Schumacher dokumentiert die Reise in ebenso unspektakulären wie eindrücklichen Bildern. Trümpi zelebriert nicht Folklorismus, sondern gibt Einblicke ins Alltagsleben, zeigt unscheinbare Stillleben und aufschlussreiche Reibungsflächen in der jeweiligen Kultur: Noch steht in Jakutsk die vorwärtsweisende Leninstatue; doch schon ist die Benetton­werbung in sibirische Breiten gelangt, und Computer und Fernsehmonitore stehen in selt­samem Widerspruch zum kargen Innern der Behausungen. In einer subtilen Kontrastmontage stellt der Filmemacher die Bilder neben­einander, legt er Schweizer Ländler und Bilder von der sibirischen Steppe übereinander, schafft Zusammenhänge und ironische Assoziationen.

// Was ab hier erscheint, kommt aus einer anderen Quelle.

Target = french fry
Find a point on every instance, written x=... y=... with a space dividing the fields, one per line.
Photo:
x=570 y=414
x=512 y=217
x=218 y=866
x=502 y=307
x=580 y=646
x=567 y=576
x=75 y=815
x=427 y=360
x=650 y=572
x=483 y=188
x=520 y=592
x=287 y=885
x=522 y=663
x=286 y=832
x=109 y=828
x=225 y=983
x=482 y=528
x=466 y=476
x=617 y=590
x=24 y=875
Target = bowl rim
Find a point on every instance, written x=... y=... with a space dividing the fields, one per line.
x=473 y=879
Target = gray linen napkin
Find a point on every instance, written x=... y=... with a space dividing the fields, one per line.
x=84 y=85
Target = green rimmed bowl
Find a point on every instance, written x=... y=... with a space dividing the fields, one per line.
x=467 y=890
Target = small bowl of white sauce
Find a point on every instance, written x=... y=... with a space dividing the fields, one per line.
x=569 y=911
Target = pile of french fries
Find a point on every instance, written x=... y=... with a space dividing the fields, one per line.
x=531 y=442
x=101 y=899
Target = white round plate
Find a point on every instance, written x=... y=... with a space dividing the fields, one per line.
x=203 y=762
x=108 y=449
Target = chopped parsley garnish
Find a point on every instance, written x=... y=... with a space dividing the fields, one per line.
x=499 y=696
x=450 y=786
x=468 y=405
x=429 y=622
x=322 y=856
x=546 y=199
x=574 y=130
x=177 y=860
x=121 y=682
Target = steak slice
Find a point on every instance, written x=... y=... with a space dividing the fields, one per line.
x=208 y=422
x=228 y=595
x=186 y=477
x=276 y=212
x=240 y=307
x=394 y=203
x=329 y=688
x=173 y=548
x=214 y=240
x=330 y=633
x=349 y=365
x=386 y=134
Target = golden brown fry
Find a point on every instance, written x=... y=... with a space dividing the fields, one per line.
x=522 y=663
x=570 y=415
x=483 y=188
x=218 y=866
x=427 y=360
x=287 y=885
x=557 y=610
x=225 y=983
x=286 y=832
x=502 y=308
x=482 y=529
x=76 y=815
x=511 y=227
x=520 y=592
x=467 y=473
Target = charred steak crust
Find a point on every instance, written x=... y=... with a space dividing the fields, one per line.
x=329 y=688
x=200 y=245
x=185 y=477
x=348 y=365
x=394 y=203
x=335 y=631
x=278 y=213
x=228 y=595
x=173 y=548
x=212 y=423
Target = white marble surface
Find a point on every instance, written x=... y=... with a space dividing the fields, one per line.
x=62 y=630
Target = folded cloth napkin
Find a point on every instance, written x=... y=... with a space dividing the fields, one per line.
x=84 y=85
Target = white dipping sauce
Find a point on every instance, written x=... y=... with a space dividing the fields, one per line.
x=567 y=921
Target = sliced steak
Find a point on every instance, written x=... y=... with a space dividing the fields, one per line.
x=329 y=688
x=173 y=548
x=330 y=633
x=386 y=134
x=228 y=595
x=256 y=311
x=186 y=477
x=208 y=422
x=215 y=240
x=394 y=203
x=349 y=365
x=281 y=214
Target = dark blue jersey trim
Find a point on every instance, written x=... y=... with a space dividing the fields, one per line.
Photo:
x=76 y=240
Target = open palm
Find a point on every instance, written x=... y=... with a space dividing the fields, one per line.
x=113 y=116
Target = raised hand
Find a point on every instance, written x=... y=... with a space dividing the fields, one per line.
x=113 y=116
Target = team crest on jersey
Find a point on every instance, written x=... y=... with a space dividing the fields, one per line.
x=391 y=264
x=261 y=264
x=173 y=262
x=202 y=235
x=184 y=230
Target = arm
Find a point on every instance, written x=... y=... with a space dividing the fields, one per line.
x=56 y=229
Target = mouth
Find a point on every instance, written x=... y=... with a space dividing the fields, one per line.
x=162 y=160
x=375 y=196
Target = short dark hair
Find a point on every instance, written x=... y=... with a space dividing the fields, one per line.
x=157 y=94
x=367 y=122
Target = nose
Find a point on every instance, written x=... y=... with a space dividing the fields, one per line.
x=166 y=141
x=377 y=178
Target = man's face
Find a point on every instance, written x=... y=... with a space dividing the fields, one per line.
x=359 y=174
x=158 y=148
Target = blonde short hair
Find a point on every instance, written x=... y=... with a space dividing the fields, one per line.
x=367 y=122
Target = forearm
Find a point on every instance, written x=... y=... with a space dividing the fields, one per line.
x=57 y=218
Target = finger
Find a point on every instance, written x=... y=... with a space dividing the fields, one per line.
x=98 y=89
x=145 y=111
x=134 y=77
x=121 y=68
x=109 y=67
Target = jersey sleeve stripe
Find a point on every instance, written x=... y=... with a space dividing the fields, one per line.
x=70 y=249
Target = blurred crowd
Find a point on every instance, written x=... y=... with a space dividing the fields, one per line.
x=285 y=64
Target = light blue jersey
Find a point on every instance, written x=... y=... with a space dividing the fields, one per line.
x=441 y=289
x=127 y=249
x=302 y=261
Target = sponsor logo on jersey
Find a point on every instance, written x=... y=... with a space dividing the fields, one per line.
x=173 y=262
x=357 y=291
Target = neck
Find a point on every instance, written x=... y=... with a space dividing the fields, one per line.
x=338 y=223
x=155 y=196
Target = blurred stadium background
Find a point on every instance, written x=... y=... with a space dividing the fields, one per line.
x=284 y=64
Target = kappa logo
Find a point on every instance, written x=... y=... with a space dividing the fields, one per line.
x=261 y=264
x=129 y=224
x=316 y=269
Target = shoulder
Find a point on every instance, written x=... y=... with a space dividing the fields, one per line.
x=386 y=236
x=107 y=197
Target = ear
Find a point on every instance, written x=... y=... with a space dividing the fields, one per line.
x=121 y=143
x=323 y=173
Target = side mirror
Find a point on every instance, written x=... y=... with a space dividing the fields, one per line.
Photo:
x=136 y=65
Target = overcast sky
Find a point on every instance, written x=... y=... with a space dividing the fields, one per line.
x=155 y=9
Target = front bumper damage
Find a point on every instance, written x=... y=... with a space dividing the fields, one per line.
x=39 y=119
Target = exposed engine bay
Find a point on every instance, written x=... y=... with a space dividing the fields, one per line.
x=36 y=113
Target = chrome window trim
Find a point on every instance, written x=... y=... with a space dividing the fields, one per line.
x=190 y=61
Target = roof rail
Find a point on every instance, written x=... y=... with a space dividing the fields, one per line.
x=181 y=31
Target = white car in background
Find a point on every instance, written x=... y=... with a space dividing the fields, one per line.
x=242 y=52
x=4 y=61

So gewinnt Schumacher auch Japan neue Ansichten ab und zeigt Tokio in einem unge­wöhnlichen und märchenhaften Schneetreiben. Wie zufällig bleibt die Kamera an ihren Sujets hängen: an den hölzernen Zubern im Wasser­bad, an der roten Blüte auf dem kleinen Tisch­chen, am lauthals lachenden Japaner am Tele­fon. Bruhin nimmt hier an einem Musiktheater mit Koryphäen der japanischen Musikavant­garde teil. Wenn für die Kommunikation sonst die Übersetzerin bemüht werden muss, zeigt sich die Musik als Völker verbindendes Ver­ständigungsmittel: Die so unterschiedlichen Kulturen haben das kleine Instrument je für ihre eigenen Musiktraditionen und -stile adap­tiert, und Bruhin zeigt sich als virtuoser Ken­ner, der sich vorurteilsfrei zwischen traditionel­ler Volksmusik und Jazz, zwischen Experiment und Avantgarde bewegt. Mit Trümpi bettet Schumacher diese eigenwillige «Space-Musik» in ein humorvolles und lockeres Bild-Ton­Geflecht.

Doris Senn
Freie Filmjournalistin SVFJ, lebt in Zürich.
(Stand: 2021)
[© cinemabuch – seit über 60 Jahren mit Beiträgen zum Schweizer Film  ]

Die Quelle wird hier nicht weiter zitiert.